Fluid-Rock Interaction in Contact Aureoles

Lukas P. Baumgartner Department of Geology and Geophysics, University of Wisconsin, Madison WI 53706, USA

lukas@geology.wisc.edu

Martha L. Gerdes Department of Geology and Geophysics, University of Wisconsin, Madison WI 53706, USA

Gregory T. Roselle Department of Geology and Geophysics, University of Wisconsin, Madison WI 53706, USA

Mark Person Department of Geology and Geophysics, University of Minnesota, Minneapolis MN 55455, USA

Fluid-flow and fluid-rock interaction models of thermal aureoles around shallow intrusives can be grouped according to the approach: a) inverse models based on observed geochemical alteration (e.g. Gerdes et al., 1995) and mineral reaction progress patterns (e.g. Ferry, 1995) ; and b) heuristic forward modeling studies (e.g. Hanson, 1995). More often than not, these two approaches yield results for fluid source, amounts, and fluid flow direction that contradict each other. Similarly, inverse models based on stable isotopes often contradict results obtained from those based on mineral reaction progress. While stable isotope signatures in the metamorphic host rocks typically require significant fluid influx from the intrusive - e.g. fluid fluxes away from the intrusion, down a temperature gradient-, reaction progress of metamorphic reactions documents significant up-temperature fluid flow towards the intrusion. Detailed field and modeling studies (Gerdes et al., 1995) on the influence of spatially heterogeneous permeability have led us to believe that some of the contradictions are due to spatially and temporally evolving heterogeneous pore space, its connectivity, and the resulting heterogeneous rock permeability.

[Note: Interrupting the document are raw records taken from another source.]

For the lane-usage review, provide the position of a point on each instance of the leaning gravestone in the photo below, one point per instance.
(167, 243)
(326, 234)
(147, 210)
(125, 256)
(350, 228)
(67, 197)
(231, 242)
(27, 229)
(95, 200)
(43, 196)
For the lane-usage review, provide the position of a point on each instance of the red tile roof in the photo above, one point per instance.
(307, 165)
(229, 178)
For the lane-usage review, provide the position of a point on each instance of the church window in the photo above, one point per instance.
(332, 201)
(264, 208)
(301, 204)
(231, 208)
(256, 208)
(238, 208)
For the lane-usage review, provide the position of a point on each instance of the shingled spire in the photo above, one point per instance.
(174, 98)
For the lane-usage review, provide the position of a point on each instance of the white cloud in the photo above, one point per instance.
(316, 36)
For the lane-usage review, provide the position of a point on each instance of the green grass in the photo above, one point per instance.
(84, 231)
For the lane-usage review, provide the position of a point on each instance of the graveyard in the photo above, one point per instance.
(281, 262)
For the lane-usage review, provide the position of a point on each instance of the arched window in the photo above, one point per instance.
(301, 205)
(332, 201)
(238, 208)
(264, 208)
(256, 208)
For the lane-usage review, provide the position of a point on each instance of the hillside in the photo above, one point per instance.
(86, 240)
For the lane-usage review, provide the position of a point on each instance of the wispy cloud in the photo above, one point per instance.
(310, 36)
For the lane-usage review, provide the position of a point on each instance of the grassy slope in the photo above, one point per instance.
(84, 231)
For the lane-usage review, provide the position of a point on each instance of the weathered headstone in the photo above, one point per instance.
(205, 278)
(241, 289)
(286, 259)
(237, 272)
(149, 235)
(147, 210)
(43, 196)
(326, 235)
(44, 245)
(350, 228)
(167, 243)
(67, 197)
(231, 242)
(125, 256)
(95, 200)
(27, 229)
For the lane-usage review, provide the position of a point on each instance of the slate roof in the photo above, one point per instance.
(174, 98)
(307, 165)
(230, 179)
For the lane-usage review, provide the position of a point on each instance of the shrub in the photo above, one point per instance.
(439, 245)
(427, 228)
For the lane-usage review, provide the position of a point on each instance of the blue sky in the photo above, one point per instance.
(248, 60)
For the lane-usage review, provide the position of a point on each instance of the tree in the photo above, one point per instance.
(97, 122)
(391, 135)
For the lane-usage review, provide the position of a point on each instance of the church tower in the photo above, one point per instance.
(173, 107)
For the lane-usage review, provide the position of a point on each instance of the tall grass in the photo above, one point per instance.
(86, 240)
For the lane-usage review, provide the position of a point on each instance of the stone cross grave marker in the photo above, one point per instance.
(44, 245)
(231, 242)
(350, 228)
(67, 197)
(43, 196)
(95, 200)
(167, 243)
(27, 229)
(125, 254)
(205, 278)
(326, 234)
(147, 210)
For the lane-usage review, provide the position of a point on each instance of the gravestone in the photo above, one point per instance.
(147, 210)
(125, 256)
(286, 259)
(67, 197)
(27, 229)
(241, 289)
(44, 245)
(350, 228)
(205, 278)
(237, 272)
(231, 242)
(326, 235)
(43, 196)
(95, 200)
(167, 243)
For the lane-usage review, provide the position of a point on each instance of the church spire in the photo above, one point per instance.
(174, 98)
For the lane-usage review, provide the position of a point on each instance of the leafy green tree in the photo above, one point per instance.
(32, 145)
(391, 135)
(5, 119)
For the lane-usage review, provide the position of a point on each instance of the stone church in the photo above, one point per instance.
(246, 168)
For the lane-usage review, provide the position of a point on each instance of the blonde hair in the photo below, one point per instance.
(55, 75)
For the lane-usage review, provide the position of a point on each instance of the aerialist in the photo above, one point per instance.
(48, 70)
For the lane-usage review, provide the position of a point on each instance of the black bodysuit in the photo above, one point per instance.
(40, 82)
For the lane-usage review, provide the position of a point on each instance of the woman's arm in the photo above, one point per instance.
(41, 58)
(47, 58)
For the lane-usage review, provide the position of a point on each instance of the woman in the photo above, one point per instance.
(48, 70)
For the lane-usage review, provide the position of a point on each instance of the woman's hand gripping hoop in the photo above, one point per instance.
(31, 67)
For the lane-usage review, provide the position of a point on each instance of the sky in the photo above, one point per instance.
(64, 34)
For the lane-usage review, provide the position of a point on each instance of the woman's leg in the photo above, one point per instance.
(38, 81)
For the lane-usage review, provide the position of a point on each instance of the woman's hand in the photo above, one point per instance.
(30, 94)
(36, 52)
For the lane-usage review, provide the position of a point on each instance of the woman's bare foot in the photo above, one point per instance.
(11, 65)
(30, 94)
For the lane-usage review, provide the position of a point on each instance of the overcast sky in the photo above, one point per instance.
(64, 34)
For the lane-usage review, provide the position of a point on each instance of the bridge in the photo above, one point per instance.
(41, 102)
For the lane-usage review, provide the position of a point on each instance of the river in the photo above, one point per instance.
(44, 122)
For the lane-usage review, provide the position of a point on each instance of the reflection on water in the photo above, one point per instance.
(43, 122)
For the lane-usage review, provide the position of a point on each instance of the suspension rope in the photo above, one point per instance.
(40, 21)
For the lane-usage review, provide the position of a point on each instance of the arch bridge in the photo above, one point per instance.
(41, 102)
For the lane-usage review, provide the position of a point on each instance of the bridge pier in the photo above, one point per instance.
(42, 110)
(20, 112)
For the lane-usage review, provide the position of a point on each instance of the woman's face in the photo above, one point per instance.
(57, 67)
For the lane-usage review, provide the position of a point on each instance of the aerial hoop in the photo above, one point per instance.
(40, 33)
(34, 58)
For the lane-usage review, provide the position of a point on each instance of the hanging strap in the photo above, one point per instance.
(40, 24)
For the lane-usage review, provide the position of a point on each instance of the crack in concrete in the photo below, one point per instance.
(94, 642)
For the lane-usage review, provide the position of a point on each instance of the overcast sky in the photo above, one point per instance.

Using geologically reasonable distributions of permeability values based on a review of sedimentary basin literature, 2-D stochastic permeability fields were created by the turning bands algorithm (Zimmerman and Wilson, 1990). Finite element calculations describing heat and fluid-mass conservation to simulate the cooling of an intrusion emplaced in the upper crust were performed using the permeability maps. Extensive focusing of fluid flow into high permeability zones is predicted by these models. Locally, small, long lived high fluid flux convection cells develop in some simulations without disrupting the overall convection pattern. These local convection cells are of the order of several hundred meters only and are centered on high permeability areas. The fluid involved is mainly of local origin, and no major stable isotope alteration is predicted for these high flux areas. On the other hand, significant prograde and retrograde reactions might be driven by these cells due to temperature and pressure gradients along the flow path. This is an example in which isotopic and reaction progress patterns appear to record different fluid flow histories.

The correlation range for the statistical description of permeability in these stochastic models is on the order of 1500m. The detailed field and isotope data described in a companion presentation (Roselle et al., 1996) at Ubehebe Peak, Death Valley (USA) documents that correlation lengths of alteration phenomena are on the order of centimeters in that contact aureole. Such a small correlation length requires a discretisation scale of the grid for the finite element models in the millimeter range. This results in a prohibitive number of elements (over 1012). Current simulations do not take into account any coupling between fluid driven reactions and porosity/permeability evolution of the rocks. Such coupling of permeability to reaction progress of metamorphic reactions would introduce temporal variable permeability fields, further complicating the prediction of hydrothermal fluid flow evolution in contact aureoles.

References

Ferry, J. M., Amer. Mineral. 80, 1226-1228 (1995).

Gerdes, M.L., Baumgartner, L.P., Person, M. & Rumble, D., Amer. Mineral. 80, 1004-1019 (1995).

Gerdes, M.L., Baumgartner, L.P. & Person, M., Geology 23, 945-948 (1995).

Hanson, B.R., Amer. Mineral. 80, 1222-1225 (1995).

Roselle, G.T., Baumgartner, L.P. & Valley, J.W., (this volume) (1996).

Zimmerman, D.A. & Wilson, J.L., TUBA, 104 pp. (GRAM Inc., New Mexico 1990).